ことりちゃんはそこからの道をおぼえていたので、お家に帰ることができました。お家に帰ると、すぐにお父さんとお母さんが出てきて、ことりちゃんを抱きしめます。
お父さんとお母さんは、ことりちゃんがどこかに行ってしまったので、心配してくれていたようです。

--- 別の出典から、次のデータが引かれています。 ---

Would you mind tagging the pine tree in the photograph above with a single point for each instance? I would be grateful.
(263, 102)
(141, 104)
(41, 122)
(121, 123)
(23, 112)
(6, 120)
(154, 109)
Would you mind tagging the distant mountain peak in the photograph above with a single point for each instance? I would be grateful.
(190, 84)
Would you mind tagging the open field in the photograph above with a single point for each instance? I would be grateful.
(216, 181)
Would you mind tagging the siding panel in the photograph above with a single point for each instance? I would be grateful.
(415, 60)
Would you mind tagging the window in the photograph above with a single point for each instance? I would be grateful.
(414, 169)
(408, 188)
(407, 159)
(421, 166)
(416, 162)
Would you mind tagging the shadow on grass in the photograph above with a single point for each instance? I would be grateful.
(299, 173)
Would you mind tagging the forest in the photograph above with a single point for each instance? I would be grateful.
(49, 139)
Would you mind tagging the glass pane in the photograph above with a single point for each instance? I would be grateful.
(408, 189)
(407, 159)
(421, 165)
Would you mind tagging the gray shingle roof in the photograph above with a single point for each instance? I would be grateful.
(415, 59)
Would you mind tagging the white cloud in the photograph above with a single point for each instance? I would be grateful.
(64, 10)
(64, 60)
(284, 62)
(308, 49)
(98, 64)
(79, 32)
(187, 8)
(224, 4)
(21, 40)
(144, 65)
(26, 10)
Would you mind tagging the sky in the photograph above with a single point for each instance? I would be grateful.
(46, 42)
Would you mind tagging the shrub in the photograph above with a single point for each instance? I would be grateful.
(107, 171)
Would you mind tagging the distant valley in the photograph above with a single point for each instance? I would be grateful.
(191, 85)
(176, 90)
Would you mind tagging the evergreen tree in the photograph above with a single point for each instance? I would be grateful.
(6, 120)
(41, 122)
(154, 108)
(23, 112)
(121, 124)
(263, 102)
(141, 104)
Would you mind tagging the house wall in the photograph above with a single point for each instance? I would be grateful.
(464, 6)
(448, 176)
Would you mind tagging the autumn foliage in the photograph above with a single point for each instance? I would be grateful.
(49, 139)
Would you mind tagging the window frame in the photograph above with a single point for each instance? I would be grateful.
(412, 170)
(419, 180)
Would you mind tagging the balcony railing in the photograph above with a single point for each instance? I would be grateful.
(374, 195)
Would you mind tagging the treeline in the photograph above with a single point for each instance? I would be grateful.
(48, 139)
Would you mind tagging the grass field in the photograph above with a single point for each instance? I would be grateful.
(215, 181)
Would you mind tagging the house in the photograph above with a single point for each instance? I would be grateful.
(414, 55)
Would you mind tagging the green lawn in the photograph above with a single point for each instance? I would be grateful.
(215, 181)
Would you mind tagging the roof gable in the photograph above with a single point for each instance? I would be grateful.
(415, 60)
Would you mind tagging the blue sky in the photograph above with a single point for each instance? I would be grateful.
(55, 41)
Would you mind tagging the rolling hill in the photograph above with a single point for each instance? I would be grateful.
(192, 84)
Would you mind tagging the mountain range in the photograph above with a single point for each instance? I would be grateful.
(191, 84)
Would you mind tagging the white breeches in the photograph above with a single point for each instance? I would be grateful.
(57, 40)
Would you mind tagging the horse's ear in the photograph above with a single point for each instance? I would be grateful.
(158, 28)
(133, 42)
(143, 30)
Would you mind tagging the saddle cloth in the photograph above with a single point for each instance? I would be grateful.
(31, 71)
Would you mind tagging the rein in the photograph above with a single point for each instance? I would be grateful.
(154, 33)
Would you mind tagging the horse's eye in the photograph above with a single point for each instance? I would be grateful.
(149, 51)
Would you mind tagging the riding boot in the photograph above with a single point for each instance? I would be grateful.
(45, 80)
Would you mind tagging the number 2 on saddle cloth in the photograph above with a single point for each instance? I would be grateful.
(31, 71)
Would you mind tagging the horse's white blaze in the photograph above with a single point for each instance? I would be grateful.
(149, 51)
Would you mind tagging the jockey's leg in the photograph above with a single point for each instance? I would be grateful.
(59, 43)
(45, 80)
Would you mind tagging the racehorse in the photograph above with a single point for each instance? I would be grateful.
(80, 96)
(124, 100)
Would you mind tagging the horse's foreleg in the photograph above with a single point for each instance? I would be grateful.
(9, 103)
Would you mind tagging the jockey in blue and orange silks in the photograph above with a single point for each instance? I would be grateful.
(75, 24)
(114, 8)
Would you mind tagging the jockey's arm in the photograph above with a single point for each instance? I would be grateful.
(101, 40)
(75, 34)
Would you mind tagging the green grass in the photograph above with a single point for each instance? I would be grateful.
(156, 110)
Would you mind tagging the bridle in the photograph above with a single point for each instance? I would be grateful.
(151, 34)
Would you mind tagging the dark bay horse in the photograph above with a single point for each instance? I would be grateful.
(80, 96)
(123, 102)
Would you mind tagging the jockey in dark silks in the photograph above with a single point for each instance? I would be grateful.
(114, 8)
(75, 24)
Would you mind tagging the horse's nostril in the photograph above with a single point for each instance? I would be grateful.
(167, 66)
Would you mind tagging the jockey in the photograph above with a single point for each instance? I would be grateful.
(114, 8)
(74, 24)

ことりちゃんはちゃんとごめんなさいをして、けれど少し嬉しくなって、笑いました。
口に入れた飴が、とてもとても美味しく感じました。
おばあちゃんの家からの帰り道。
お父さんに手を引かれて、ことりちゃんは駅まで歩きます。
駅に行く途中、大きなポスターで写真が貼ってありました。
あの黒い猫ちゃんの家で見た写真と、同じ顔の女の子の写真でした。
「お父さん、これ、なあに?」
「この子、迷子になっちゃったみたいだね。ポスターを貼って、みんなに探してくださいってお願いしてるんだよ」
「ふうん……」
「ことりも気をつけるんだよ」
「うん!」
あのいい匂いのするお家は、この女の子のお家だったのかなと、ことりちゃんは思いました。
おいしい飴の味と、抱きしめてくれたお父さんとお母さんを思い出して、ことりちゃんはニコニコしながら自分のお家に帰りました。